Lo curioso es que los registros vaticanos dan cuenta de decenas de vistas de clérigos etíopes a Roma entre 1403 y 1441. El papa Sixto IV (1471-1484) les asignó una iglesia en Roma, que pasó llamarse San Esteban de los Abisinios. Cuando Haile Selassie solicitó ayuda al Vaticano para detener la invasión, solo recibió el silencio como respuesta, que Campbell atribuye a las ansias del Vaticano de mantenerse como autoridad rectora de la sociedad italiana, aunque el precio fuera la sacralización de las aventuras militares de Mussolini.

 

Ritos penitenciales

Tras la rendición italiana en 1943, la guerra fue rápidamente olvidada y hasta negada. La publicación en 2014 de The massacre of Debre Libanos, el anterior libro de Campbell rompió la omertà.

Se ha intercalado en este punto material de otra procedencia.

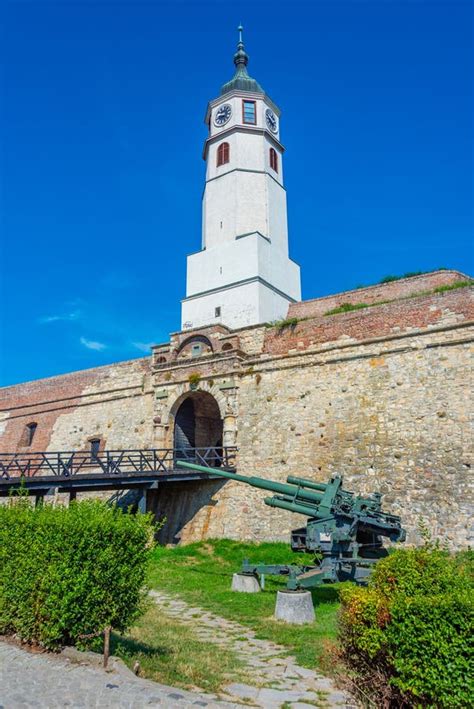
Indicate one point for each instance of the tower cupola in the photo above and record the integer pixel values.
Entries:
(241, 80)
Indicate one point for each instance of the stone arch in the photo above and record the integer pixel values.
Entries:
(201, 339)
(197, 427)
(226, 405)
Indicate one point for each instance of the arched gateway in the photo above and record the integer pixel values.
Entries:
(197, 424)
(196, 428)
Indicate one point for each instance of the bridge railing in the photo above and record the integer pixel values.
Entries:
(111, 462)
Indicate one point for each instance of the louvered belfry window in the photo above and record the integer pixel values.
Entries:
(223, 154)
(273, 159)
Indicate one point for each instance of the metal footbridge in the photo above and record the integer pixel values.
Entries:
(40, 473)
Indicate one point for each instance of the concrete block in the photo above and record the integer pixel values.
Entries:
(245, 583)
(294, 607)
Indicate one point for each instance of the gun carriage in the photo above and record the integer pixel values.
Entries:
(344, 532)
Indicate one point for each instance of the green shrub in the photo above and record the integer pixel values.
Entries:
(409, 635)
(69, 572)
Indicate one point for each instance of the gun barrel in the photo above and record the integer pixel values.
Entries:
(270, 485)
(303, 482)
(291, 506)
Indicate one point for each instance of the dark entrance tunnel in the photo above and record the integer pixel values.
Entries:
(197, 424)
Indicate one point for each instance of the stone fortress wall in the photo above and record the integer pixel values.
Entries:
(380, 395)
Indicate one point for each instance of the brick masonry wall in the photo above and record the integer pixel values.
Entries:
(391, 417)
(371, 294)
(442, 309)
(379, 395)
(113, 403)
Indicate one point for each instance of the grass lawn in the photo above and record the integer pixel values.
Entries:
(171, 654)
(201, 573)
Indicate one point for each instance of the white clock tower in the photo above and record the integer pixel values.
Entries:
(243, 274)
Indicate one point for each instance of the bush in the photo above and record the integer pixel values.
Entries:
(69, 572)
(409, 635)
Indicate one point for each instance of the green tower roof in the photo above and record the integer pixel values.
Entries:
(241, 80)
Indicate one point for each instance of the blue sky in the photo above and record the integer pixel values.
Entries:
(101, 174)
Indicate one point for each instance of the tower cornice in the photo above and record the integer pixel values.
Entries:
(240, 94)
(255, 130)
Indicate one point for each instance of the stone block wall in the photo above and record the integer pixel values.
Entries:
(379, 395)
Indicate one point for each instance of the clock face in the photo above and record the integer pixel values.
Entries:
(223, 115)
(271, 120)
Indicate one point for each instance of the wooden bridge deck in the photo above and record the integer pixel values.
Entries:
(75, 471)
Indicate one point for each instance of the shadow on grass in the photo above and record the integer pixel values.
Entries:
(126, 647)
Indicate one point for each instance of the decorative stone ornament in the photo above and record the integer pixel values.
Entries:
(294, 607)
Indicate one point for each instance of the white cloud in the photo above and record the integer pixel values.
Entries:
(143, 346)
(73, 315)
(92, 345)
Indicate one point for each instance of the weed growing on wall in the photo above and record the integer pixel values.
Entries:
(70, 572)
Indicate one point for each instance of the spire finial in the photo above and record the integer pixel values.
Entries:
(240, 57)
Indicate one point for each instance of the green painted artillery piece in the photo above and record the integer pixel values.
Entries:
(344, 531)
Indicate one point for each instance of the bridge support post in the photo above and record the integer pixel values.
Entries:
(142, 502)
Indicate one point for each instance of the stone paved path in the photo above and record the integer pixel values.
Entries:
(47, 681)
(278, 680)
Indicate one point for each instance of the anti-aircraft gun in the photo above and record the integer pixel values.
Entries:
(344, 531)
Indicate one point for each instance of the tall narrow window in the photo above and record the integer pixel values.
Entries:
(273, 159)
(95, 447)
(29, 434)
(248, 112)
(223, 154)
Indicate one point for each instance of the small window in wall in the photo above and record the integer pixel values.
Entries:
(95, 447)
(248, 112)
(273, 159)
(223, 154)
(29, 434)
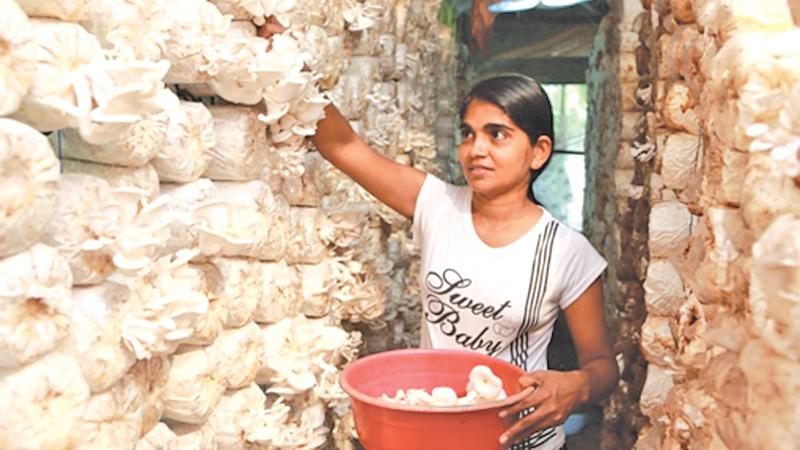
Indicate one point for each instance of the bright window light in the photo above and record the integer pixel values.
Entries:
(513, 6)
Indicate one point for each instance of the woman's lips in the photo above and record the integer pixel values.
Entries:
(479, 171)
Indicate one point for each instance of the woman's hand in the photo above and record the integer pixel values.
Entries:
(555, 395)
(270, 28)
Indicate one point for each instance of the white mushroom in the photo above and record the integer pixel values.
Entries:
(193, 388)
(96, 336)
(129, 29)
(186, 150)
(191, 38)
(135, 148)
(167, 302)
(47, 397)
(60, 94)
(79, 201)
(18, 58)
(36, 298)
(142, 178)
(191, 437)
(241, 146)
(280, 297)
(487, 385)
(295, 352)
(69, 10)
(159, 438)
(30, 175)
(112, 418)
(239, 352)
(240, 419)
(151, 376)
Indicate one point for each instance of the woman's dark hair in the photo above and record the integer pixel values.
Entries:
(524, 101)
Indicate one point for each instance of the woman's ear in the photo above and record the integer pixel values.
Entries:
(541, 152)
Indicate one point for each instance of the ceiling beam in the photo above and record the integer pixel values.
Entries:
(544, 70)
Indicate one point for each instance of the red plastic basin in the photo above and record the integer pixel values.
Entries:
(384, 425)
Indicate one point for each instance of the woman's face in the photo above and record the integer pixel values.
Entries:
(495, 154)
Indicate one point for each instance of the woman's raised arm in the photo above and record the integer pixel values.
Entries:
(394, 184)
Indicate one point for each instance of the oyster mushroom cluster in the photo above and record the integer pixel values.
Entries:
(483, 387)
(178, 266)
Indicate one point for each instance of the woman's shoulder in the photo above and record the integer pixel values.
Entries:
(568, 238)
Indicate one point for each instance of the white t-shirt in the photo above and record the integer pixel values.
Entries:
(499, 301)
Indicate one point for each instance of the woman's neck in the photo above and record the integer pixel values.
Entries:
(505, 208)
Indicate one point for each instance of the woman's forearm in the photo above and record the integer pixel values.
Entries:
(600, 379)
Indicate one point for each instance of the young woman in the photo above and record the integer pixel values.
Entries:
(496, 266)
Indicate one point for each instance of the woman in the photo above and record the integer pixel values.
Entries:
(496, 266)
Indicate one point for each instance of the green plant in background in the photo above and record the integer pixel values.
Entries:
(448, 15)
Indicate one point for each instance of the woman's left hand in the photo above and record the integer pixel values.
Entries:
(555, 396)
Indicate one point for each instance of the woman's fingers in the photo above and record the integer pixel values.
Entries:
(536, 398)
(526, 426)
(270, 28)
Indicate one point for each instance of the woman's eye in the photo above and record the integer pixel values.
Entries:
(499, 135)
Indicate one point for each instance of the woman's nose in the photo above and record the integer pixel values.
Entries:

El canal TV2000 de la iglesia católica italiana envió un equipo a Etiopía para confirmar lo que contaba el libro.

En diciembre de 2016, TV 2000 emitió Debre Libanos, il  grande massacro di cristiani, el documental que dirigió Antonello Carvigiani. Tras su estreno en el Vaticano, hubo un coloquio entre clérigos católicos y etíopes ortodoxos. Andrea Ricardi, fundador de la Comunidad de Sant’ Egidio, pidió en el Corriere della Sera “gestos concretos” de disculpas del gobierno italiano.

El papa Francisco acudió a rezar a la basílica romana de San Bartolomé, en cuyos muros cuelga un icono que representa a los mártires de Debre Libanos. En una emotiva ceremonia, el ayuntamiento de la ciudad lombarda de Cocquio-Trevisago sustituyó el nombre de la Vía Pietro Maletti por el de Vía Martiri Cristiani.